Refletir
Não sei quantas vezes falei, neste meu espaço de opinião, sobre a expressão que hoje dá título a esta crónica. Foram muitas, seguramente. A definição mais básica que encontrei sobre a palavra refletir é aquela que, a meu ver, melhor preenche o seu conceito: refletir é pensar, questionar e abordar. É pensar sobre assuntos importantes, questionar temas relevantes, abordar aspetos que devem ser abordados.
Há muito que tinha esta convicção: o futebol português precisa de uma pausa para refletir. De uma pausa para juntar, num só espaço e pelo tempo que for necessário, todas as suas personalidades mais relevantes. Precisa fazer uma espécie de Jornadas de Mudança, para as quais muitos teriam que ser chamados a contribuir. E isso para quê? Para acertar agulhas. Para redefinir estratégias. Para perceber onde estão e para onde querem caminhar. Para corrigir o que está mal e reforçar o que está bem. Para avançar como um todo. Como uma só indústria, em que o sucesso de um seria, direta ou indiretamente, o sucesso de todos. Não houve, até à data, essa oportunidade e não interessa agora dissecar porquê. O que interessa é ter a capacidade de ver que ela surgiu agora, ainda que num formato diferente daquele que idealmente devia acontecer.
Nesta fase, de maior resguardo e distanciamento, não é sensato (nem possível) juntar, no mesmo lugar, dirigentes das estruturas do futebol e responsáveis maiores dos clubes, treinadores e jogadores, árbitros, comentadores e imprensa. Mas essa impossibilidade física não impede que cada um deles possa pensar sobre o contributo que pode e deve dar à indústria.
Meus senhores, ouçam o que a natureza parece querer dizer-vos/nos com a sua trágica subtileza: há coisas maiores, bem maiores do que aquelas a que dão/damos valor excessivo. Há variáveis que não controlam/controlamos, por muito fortes, ricos ou poderosos que sejam/sejamos.

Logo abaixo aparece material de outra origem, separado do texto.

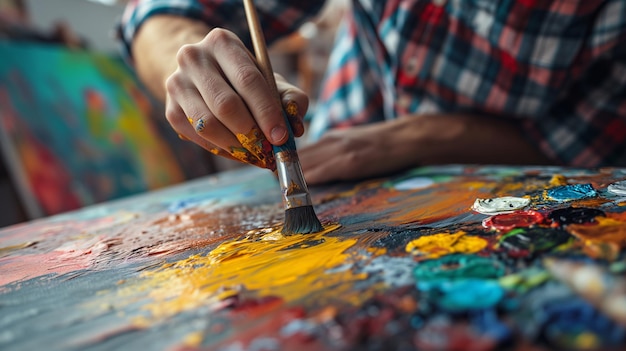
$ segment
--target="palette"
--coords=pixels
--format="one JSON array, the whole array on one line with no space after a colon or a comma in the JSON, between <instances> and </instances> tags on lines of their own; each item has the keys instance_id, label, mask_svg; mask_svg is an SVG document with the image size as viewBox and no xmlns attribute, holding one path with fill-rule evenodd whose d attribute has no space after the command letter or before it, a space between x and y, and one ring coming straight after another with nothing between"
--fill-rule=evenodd
<instances>
[{"instance_id":1,"label":"palette","mask_svg":"<svg viewBox=\"0 0 626 351\"><path fill-rule=\"evenodd\" d=\"M324 231L282 236L243 168L4 228L0 349L619 350L624 179L417 168L311 189Z\"/></svg>"}]
</instances>

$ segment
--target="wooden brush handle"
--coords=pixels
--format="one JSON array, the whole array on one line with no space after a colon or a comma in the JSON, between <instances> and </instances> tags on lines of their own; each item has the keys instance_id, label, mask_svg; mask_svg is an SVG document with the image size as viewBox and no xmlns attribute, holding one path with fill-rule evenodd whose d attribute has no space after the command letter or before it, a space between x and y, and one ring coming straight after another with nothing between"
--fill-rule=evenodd
<instances>
[{"instance_id":1,"label":"wooden brush handle","mask_svg":"<svg viewBox=\"0 0 626 351\"><path fill-rule=\"evenodd\" d=\"M282 102L280 100L280 94L278 93L278 87L276 86L276 79L274 78L274 70L272 69L270 56L267 52L267 45L265 44L265 37L263 36L263 30L261 29L259 16L257 15L256 8L254 7L252 0L243 0L243 4L246 10L246 19L248 20L248 27L250 28L250 37L252 39L252 46L254 47L254 54L256 56L257 66L261 70L261 73L263 73L263 77L265 77L265 81L267 81L267 84L270 86L270 89L272 89L274 96L276 96L276 101L282 108ZM283 118L285 119L285 123L287 124L287 129L289 131L289 139L283 145L280 145L280 146L274 145L273 146L274 153L279 153L282 151L289 151L289 150L292 150L292 151L296 150L296 142L293 137L293 131L291 130L289 119L285 115L284 110L283 110Z\"/></svg>"},{"instance_id":2,"label":"wooden brush handle","mask_svg":"<svg viewBox=\"0 0 626 351\"><path fill-rule=\"evenodd\" d=\"M276 87L276 80L274 78L274 70L272 69L270 56L267 52L267 45L265 44L265 37L263 36L259 16L257 15L252 0L243 0L243 4L246 10L246 19L248 20L248 27L250 28L250 37L252 39L257 64L267 84L269 84L274 95L276 95L276 99L280 102L280 95L278 94L278 88Z\"/></svg>"}]
</instances>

Neste momento, a preservação da nossa vida e da vida daqueles que amamos é a coisa mais importante de todas. A única que interessa. Quando se chega a essa conclusão-limite, é fundamental que tenhamos a sensatez, humildade e inteligência de dar, a tudo o resto, o valor que tudo o resto tem. E, hoje, esse valor é escasso. Irrelevante. Irrisório. De que serve usarmos armas desiguais para atingir objetivos idênticos, se depois um qualquer coronavírus da vida nos manda para casa e nos mostra quem manda de verdade? De que serve a conquista, a todo o custo, de qualquer troféu ou reconhecimento momentâneo, quando - neste momento - isso vale zero, absolutamente zero? De que serve a chico-espertice, a trafulhice de algibeira e esquemas questionáveis, quando, de repente, passamos a vida a olhar, desconfiados, para quem tosse a dois metros de nós? De que serve a gritaria estratégica, a comunicação feroz, a tática de guerrilha, se agora nem podemos sair de casa para a atirar aos céus? De que serve tudo isso, quando o mundo nos ensina que somos bem mais pequenos do que pensávamos? Tão pequenos que andamos de máscaras e luvas para que um maldito bicharoco microscópico não nos entre pelos pulmões dentro?

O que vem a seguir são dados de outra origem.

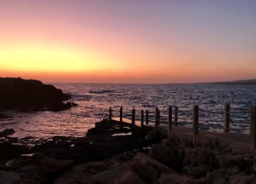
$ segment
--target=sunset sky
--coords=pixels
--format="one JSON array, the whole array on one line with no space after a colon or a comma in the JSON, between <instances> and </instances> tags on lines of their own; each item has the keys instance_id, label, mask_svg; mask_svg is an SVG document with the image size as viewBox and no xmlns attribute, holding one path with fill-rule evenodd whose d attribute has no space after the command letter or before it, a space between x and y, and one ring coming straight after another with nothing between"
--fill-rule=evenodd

Quando regressarmos ao ativo - e iremos regressar em breve - temos de regressar diferentes. Maiores. Gigantes. Temos que regressar com mais ética, valores e verdade. Com mais dimensão humana e transparência. Com máxima honestidade e sinceridade. Já vimos que o oposto não compensa, porque condutas assim, no fim, nunca compensam.